# Marketplace Hoard Dawsonville Georgia



## Phattiremike (Apr 22, 2021)

So marketplace locally had an ad up today.  I’m about 15 minutes away so I scrambled to get there.  I met this guy some years ago but we never connected.  Long story short much of his hoards been exposed to the elements and useless, he had a few buildings that had some decent bikes but they either were not for sale or overpriced, I couldn’t strike a deal on anything but it was worth a shot!  Very interesting character, he had a story for just about every bike.


----------



## phantom (Apr 22, 2021)

Yep, about 45 minutes from me.
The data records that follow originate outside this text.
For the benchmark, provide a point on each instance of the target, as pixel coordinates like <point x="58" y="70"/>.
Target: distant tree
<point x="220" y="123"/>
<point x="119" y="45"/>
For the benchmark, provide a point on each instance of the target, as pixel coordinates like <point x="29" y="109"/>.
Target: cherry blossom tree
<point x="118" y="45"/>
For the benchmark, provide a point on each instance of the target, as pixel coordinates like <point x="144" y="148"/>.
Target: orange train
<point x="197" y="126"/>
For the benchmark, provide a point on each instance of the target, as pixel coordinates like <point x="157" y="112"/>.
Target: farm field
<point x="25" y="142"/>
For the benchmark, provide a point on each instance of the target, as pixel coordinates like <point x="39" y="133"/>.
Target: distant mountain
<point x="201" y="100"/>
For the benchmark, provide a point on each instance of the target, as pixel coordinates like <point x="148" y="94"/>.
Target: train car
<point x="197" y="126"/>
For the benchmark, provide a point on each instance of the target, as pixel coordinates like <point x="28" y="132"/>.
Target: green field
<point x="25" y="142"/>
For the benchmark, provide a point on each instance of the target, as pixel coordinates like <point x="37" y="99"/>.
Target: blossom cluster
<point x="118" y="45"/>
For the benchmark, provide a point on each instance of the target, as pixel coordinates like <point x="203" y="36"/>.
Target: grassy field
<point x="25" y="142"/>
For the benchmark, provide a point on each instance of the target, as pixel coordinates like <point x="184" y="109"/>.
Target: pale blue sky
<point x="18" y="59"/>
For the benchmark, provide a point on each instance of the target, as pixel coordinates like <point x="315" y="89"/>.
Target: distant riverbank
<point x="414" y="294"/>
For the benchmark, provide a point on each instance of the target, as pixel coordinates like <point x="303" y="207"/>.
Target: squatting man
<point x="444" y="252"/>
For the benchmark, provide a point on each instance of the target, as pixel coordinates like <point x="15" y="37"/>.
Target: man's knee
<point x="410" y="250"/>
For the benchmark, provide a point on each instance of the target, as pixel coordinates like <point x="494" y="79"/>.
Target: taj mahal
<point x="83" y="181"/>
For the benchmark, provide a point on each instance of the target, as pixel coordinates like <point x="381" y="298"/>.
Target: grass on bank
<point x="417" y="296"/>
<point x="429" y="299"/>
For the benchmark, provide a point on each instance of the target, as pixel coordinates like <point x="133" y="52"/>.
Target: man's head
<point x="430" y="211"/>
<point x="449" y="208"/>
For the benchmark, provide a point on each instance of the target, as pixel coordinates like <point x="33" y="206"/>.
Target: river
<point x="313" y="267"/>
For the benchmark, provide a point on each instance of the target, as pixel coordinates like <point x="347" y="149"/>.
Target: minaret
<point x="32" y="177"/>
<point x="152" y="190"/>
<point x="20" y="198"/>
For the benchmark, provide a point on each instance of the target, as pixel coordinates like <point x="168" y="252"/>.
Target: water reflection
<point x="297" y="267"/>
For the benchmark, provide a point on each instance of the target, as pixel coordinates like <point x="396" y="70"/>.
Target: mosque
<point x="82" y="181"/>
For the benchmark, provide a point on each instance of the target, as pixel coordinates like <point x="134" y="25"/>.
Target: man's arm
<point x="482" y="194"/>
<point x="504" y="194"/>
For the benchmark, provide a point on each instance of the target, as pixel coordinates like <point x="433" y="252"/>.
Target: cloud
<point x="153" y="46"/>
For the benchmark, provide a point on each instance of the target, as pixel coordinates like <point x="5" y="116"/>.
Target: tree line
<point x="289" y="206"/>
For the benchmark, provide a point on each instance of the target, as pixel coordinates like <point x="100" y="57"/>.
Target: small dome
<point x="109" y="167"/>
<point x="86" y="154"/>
Was there a few years ago and left with what I went with. A pocket of cash.


----------



## 1motime (Apr 22, 2021)

Hopefully it makes him happy.  Stuff is rotting........  Cars also it looks like


----------



## stezell (Apr 22, 2021)

He might be happy but his family won't be one day.


----------



## nick tures (Apr 22, 2021)

looks like there might be some decent stuff, probably something cool on the bottom of all that ....


----------



## Phattiremike (Apr 23, 2021)

nick tures said:


> looks like there might be some decent stuff, probably something cool on the bottom of all that ....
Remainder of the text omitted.